Non si tratta di una nota marginale né di un dettaglio tecnico per addetti ai lavori. Parliamo di una delle più vaste operazioni sanitarie condotte a Gaza negli ultimi anni, portata avanti dal ministero della Sanità palestinese con il supporto dell’OMS, dell’Unicef, dell’UNRWA e di altri partner internazionali. Oltre milleseicento squadre di vaccinazione, in larga parte mobili, hanno raggiunto famiglie che nei mesi precedenti erano rimaste escluse per via degli sfollamenti, delle difficoltà di coordinamento e dell’insicurezza, soprattutto nel nord della Striscia, in aree come Jabalia, Beit Lahiya e Beit Hanoun. Nonostante il maltempo e le condizioni logistiche complesse, la risposta della popolazione è stata ampia, segno che la consapevolezza sull’importanza delle vaccinazioni non è mai venuta meno, come dimostrano anche i tassi di immunizzazione precedenti al conflitto.

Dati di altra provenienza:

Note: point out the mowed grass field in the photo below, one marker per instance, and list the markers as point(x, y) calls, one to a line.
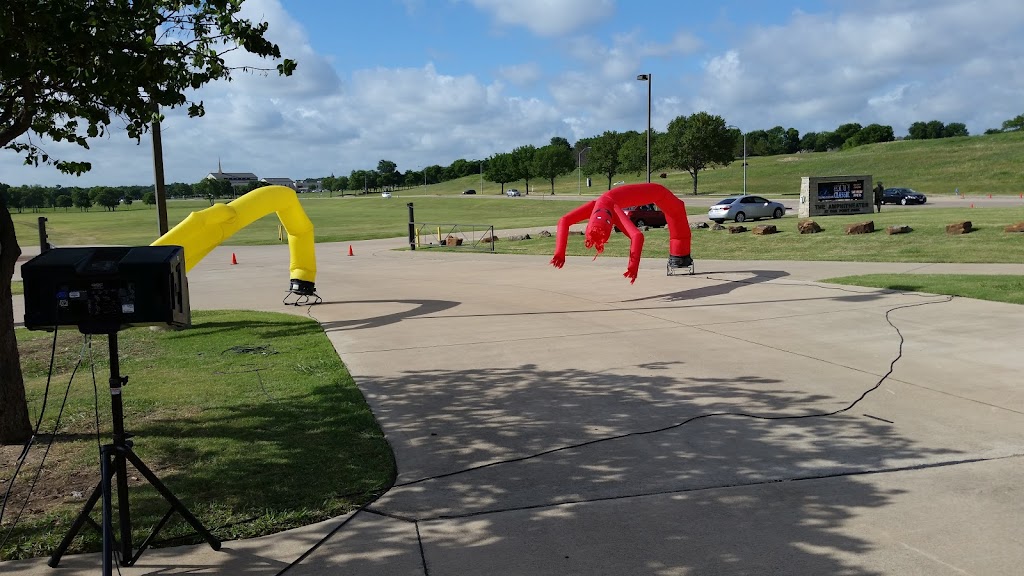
point(335, 219)
point(976, 165)
point(927, 243)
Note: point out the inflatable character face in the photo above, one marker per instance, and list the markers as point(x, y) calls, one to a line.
point(599, 230)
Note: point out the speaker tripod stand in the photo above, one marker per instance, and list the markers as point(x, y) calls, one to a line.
point(114, 458)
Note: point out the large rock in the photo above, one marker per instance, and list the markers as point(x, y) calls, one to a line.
point(958, 228)
point(860, 228)
point(808, 227)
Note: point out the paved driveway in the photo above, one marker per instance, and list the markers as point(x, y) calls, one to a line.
point(742, 420)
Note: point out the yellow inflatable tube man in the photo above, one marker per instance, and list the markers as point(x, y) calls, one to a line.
point(204, 231)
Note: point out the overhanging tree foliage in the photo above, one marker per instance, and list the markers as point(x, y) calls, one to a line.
point(72, 68)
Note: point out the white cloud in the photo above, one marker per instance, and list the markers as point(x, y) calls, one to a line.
point(890, 63)
point(547, 17)
point(628, 53)
point(522, 74)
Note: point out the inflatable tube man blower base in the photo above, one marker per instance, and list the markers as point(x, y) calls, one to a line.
point(203, 231)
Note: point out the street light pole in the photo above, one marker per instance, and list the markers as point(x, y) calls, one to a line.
point(647, 78)
point(744, 155)
point(580, 171)
point(744, 163)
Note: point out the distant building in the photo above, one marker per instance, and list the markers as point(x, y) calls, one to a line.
point(280, 181)
point(238, 179)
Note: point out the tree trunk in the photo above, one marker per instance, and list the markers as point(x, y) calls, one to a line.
point(14, 425)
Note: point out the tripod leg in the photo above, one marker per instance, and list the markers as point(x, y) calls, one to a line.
point(105, 472)
point(83, 517)
point(170, 497)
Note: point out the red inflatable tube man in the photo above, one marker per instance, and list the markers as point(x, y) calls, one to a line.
point(608, 211)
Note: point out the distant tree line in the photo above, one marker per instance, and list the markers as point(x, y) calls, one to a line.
point(1012, 125)
point(690, 144)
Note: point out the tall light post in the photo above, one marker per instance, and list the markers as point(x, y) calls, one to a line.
point(646, 77)
point(744, 156)
point(580, 171)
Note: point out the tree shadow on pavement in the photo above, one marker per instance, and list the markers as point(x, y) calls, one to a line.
point(465, 442)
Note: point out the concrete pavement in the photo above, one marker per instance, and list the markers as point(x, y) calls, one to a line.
point(550, 421)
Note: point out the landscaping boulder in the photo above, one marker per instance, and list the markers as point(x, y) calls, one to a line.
point(808, 227)
point(958, 228)
point(860, 228)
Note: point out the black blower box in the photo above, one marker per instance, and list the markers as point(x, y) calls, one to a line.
point(102, 290)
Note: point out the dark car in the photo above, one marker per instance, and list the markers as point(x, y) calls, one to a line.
point(646, 215)
point(902, 196)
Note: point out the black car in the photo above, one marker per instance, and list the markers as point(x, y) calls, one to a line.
point(902, 196)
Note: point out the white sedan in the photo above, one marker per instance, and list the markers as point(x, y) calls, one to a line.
point(741, 208)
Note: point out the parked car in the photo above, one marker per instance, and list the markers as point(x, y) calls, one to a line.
point(902, 196)
point(646, 215)
point(741, 208)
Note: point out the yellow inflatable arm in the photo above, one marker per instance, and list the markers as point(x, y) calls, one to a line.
point(204, 231)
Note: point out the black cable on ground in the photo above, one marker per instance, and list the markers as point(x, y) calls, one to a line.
point(32, 439)
point(697, 417)
point(49, 444)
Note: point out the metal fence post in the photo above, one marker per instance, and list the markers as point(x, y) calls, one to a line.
point(412, 228)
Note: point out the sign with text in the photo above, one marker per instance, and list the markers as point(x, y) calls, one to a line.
point(827, 196)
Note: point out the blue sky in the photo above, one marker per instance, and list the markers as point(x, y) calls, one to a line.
point(425, 82)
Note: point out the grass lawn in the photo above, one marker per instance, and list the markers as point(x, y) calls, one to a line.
point(928, 242)
point(250, 418)
point(996, 288)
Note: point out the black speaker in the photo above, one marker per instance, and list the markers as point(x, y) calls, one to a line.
point(102, 290)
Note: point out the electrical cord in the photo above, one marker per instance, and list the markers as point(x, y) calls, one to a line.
point(49, 444)
point(850, 406)
point(32, 439)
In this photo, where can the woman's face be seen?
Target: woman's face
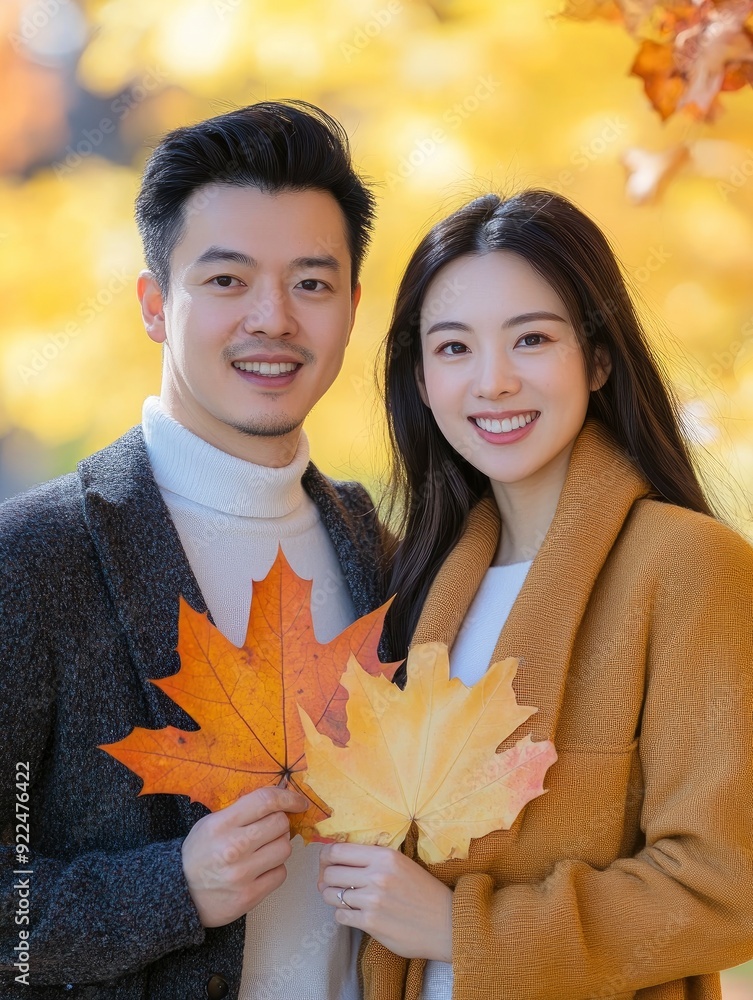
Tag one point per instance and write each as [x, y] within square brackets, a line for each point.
[503, 372]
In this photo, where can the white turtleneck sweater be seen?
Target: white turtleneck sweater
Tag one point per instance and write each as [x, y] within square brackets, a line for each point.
[470, 658]
[231, 515]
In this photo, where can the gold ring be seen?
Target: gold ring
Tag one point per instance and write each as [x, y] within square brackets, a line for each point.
[341, 896]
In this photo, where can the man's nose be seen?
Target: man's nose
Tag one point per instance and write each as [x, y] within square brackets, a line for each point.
[270, 315]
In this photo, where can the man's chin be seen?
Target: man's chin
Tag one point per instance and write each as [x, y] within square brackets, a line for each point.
[269, 428]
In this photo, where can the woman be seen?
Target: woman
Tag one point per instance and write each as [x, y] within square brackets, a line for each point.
[521, 392]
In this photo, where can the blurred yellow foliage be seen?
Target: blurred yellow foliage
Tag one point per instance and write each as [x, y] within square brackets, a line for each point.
[442, 101]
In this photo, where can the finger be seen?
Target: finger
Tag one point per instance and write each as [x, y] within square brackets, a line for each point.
[242, 841]
[257, 804]
[356, 855]
[344, 875]
[264, 859]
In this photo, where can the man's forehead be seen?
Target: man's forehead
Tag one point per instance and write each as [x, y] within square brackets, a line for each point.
[247, 219]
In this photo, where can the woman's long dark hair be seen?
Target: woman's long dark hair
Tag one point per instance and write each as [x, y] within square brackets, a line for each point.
[432, 486]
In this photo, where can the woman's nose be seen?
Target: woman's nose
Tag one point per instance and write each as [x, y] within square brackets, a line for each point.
[496, 376]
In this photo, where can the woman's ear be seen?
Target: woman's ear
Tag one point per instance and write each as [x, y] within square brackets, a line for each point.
[419, 374]
[603, 365]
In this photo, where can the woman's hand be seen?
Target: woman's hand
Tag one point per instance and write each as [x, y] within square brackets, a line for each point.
[393, 899]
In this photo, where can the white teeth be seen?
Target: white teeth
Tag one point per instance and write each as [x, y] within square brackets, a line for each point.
[266, 367]
[506, 425]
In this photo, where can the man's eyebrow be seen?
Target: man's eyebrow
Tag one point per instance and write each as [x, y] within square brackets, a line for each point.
[216, 255]
[326, 261]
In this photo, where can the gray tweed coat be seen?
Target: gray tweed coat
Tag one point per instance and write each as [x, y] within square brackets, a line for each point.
[91, 568]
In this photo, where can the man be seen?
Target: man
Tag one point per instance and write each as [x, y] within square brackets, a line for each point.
[254, 226]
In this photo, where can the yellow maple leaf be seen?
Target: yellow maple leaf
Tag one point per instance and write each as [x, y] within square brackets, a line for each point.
[426, 755]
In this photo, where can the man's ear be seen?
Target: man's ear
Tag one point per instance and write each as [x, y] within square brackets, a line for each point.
[152, 306]
[603, 368]
[354, 300]
[421, 385]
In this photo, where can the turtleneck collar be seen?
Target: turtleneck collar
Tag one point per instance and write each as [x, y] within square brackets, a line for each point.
[192, 468]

Questo dato, però, ha un peso che va oltre la salute pubblica. Perché mentre l’OMS certifica la presenza di oltre seicentomila bambini sotto i dieci anni raggiunti in pochi giorni, crollano molte delle affermazioni che circolano da mesi sul numero complessivo delle vittime e sulla composizione della popolazione colpita. A rendere il quadro ancora più problematico è una dichiarazione arrivata direttamente da Hamas, che ha annunciato il pagamento di sussidi a circa cinquantamila vedove di combattenti uccisi dall’IDF nella guerra iniziata il 7 ottobre. Una cifra che, per stessa ammissione dell’organizzazione islamista, suggerisce che una parte consistente dei morti a Gaza fosse costituita da miliziani e non da civili.
Mettere insieme questi due elementi non significa negare la sofferenza reale della popolazione né minimizzare l’impatto devastante del conflitto, ma impone di distinguere, di leggere i numeri e di sottrarre il dibattito alla propaganda. La sanità, paradossalmente, diventa il terreno su cui emergono le contraddizioni più evidenti. La stessa OMS, che continua a chiedere un cessate il fuoco duraturo e il ripristino delle funzioni essenziali del sistema sanitario, ha fornito uno dei dati più solidi e difficili da aggirare sull’attuale realtà demografica della Striscia.
In un contesto in cui ogni cifra viene usata come arma politica, il successo della campagna antipolio racconta una Gaza più complessa di quella descritta nei cortei e nei comunicati militanti. Racconta una popolazione giovane ancora numerosa, una capacità organizzativa sanitaria che resiste nonostante tutto e, soprattutto, l’urgenza di tornare a discutere dei fatti prima degli slogan. Anche perché, senza un confronto serio con la realtà, non c’è spazio né per la tutela dei civili né per una prospettiva credibile di futuro.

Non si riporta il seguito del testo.